Since the European Commission published its proposals for a Financial Transactions Tax (FTT), the problems that the Robin Hood Tax campaign had in getting the story into the papers – in particular the Financial Times – have melted away. Battle has clearly been joined. This is good, because even where the articles are negative, they are underlining some key arguments which favour our campaign. These are that FTTs are feasible, that they need to be carefully designed, and that they would tackle some of the worst features of the contemporary financial sector. Even better from a campaigning angle, the most vocal opponents of an FTT look the most partisan, self-interested and out of touch with ordinary life.

In particular, popular commentators like John Plender (£) at the FT, or Robert Peston at the BBC, have indicated that FTTs could play a popular regulatory role by making derivative speculation and high-frequency trading less remunerative. In the USA, liberal papers like the New York Times (not just Paul Krugman but now Nicholas D. Kristof) and unions like the National Nurses Union (part of the AFL-CIO, the TUC equivalent) are the main campaigners.

These commentators and campaigners are backed up by financial experts like Avinash Persaud and Sony Kapoor – and the 1000 economists who have signed our open letter, but it’s true to say that we haven’t got as many voices from the highest levels of the finance industry.

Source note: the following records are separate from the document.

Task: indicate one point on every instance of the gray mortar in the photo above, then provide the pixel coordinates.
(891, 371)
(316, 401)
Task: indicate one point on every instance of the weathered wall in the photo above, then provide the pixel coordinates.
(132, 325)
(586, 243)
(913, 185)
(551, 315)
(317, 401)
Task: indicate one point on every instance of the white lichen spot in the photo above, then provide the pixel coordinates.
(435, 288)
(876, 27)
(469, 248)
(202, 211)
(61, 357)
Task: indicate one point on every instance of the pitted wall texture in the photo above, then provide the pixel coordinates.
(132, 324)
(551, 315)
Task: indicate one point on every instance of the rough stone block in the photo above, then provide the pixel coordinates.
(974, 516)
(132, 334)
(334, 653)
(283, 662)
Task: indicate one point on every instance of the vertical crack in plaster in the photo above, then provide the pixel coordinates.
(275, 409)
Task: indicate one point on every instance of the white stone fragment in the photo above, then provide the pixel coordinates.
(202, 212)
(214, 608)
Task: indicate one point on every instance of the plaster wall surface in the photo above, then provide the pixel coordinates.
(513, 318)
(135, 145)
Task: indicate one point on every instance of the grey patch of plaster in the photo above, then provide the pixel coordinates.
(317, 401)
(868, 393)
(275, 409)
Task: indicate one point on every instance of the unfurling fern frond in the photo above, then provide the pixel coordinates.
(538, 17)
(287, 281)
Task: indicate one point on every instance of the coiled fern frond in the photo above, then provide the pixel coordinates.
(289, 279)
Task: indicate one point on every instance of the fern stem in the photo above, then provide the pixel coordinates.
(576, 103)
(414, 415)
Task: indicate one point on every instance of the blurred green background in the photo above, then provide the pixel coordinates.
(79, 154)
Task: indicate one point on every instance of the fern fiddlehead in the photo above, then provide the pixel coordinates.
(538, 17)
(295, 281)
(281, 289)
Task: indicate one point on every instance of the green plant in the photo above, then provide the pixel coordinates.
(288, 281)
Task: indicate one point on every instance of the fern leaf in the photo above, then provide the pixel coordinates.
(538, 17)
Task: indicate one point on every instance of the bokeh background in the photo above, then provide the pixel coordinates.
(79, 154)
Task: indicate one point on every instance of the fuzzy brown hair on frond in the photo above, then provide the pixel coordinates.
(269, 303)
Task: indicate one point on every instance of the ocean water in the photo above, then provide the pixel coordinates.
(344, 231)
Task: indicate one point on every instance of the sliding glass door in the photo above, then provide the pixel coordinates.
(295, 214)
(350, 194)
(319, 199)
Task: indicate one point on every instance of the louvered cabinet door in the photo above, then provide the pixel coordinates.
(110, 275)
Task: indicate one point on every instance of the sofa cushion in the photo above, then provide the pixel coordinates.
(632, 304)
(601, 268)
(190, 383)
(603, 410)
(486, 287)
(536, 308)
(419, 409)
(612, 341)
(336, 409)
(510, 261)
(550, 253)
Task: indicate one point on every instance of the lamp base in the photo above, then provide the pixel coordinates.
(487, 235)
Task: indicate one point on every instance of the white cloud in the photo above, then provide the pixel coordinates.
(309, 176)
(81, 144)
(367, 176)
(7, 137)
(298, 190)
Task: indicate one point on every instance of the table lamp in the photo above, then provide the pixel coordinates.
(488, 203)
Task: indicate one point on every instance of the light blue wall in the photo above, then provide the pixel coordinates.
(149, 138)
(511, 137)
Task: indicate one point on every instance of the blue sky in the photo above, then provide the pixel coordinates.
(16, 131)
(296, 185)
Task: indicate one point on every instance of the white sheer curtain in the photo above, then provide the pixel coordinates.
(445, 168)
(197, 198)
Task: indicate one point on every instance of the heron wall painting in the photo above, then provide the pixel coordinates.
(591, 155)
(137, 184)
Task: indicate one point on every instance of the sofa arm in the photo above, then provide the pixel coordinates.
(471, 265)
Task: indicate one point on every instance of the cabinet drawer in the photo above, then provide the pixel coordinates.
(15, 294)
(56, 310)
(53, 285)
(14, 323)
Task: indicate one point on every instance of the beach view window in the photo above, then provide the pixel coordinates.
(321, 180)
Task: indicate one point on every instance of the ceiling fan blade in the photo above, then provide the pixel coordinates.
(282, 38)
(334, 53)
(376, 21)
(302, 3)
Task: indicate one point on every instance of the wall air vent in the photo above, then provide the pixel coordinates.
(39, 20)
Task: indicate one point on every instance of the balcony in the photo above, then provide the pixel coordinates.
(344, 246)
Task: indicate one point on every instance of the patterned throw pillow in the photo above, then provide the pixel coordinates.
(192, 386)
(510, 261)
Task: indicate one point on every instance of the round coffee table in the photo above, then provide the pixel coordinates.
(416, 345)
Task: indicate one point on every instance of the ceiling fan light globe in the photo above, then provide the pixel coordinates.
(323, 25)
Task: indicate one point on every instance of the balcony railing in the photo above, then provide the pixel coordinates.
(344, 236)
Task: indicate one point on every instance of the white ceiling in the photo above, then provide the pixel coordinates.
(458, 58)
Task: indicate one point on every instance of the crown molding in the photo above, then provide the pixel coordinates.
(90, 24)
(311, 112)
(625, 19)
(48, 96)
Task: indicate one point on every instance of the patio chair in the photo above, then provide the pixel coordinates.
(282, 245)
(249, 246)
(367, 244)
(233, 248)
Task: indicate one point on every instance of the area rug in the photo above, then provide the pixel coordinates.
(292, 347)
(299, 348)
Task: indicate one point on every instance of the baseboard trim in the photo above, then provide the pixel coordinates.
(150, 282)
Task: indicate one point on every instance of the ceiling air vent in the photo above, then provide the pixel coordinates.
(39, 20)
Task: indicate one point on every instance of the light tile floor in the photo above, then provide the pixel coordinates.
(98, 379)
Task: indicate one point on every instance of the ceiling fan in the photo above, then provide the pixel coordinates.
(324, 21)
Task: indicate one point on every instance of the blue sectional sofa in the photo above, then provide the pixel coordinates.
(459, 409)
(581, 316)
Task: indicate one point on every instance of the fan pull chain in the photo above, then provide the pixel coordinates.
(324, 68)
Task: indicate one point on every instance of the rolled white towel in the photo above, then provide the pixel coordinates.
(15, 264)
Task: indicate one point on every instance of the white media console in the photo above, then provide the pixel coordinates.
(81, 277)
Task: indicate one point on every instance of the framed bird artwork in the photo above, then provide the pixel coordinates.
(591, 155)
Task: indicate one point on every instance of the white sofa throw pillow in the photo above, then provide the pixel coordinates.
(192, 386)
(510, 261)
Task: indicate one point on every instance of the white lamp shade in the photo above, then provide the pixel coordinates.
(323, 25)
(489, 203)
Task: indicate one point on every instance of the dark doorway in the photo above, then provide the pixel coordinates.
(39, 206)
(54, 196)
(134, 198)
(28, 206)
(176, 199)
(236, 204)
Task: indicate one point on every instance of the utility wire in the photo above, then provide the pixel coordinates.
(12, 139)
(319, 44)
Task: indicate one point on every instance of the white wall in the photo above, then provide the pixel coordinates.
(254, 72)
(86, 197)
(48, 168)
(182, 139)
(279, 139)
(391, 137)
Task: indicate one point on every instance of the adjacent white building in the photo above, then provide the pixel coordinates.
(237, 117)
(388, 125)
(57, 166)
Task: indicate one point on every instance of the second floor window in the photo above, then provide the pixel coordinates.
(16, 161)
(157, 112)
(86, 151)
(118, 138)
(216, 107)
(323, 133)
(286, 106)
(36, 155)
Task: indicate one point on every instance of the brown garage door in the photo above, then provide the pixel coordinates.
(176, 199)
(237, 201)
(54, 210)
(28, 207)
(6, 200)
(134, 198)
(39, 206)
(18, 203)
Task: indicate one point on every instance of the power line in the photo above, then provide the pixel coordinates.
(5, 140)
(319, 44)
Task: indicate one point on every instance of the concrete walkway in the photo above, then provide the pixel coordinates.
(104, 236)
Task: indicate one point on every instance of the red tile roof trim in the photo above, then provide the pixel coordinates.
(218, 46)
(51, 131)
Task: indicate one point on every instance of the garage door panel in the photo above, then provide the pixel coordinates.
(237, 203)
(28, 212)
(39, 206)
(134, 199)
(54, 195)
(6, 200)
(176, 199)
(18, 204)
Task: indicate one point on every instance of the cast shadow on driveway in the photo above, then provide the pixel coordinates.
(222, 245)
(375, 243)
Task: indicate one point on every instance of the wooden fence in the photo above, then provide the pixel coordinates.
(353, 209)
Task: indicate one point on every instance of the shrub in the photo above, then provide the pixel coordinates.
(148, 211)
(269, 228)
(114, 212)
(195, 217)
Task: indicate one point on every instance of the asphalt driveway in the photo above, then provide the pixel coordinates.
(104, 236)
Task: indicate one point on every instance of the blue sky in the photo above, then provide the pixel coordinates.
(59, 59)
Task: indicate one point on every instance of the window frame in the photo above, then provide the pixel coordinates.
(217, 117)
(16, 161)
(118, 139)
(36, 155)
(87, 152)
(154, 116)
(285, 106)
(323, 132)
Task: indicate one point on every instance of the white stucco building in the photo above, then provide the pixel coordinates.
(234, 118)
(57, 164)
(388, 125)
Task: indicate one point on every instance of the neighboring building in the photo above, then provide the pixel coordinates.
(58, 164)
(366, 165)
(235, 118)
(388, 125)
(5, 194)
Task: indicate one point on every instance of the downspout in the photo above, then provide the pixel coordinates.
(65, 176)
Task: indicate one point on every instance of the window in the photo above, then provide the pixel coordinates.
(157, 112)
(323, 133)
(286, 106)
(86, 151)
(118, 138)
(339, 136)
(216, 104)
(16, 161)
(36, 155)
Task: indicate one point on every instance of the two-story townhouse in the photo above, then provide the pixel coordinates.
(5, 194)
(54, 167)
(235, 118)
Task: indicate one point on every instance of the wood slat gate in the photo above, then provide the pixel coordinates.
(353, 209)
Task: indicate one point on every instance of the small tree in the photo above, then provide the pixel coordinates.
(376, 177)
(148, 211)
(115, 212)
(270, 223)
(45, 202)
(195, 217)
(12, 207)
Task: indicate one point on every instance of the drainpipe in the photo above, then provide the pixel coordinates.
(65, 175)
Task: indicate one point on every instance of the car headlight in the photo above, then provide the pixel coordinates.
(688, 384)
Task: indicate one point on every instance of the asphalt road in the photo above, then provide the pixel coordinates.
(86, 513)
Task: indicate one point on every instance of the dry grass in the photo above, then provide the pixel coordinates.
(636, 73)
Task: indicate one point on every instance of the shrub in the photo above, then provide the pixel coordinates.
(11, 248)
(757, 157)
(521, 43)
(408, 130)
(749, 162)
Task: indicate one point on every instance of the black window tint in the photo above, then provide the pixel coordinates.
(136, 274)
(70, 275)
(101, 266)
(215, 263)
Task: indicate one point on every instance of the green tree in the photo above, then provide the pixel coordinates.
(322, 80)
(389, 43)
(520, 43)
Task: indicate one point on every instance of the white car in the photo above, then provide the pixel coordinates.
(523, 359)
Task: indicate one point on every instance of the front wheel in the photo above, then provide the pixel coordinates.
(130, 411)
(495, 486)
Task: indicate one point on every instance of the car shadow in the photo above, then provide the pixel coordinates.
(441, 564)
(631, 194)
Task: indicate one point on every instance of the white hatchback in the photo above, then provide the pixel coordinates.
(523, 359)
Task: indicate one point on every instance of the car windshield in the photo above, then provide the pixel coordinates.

Of course that may not be a surprise: top financiers will lose out, and they’re not all Warren Buffett! But city apologists aren’t necessarily the best advocates of the anti-FTT position, either.

When they argue that FTTs are flawed, we can make that a debate about feasibility, which is good, because it undermines one of the most successful early arguments against FTTs which was that advocates were ‘nice but naïve’. A debate on detail is therefore one we should relish, because the very debate itself stresses that we are realistic and believable.

And when they argue that FTTs would damage the finance sector or drive financial institutions abroad, FTT opponents are in danger of looking out of touch (many people don’t think the finance sector could get any worse), representing a greed agenda or blackmailing the electorate.

So the argument so far is running well for the FTT – but there is a lot more to be done.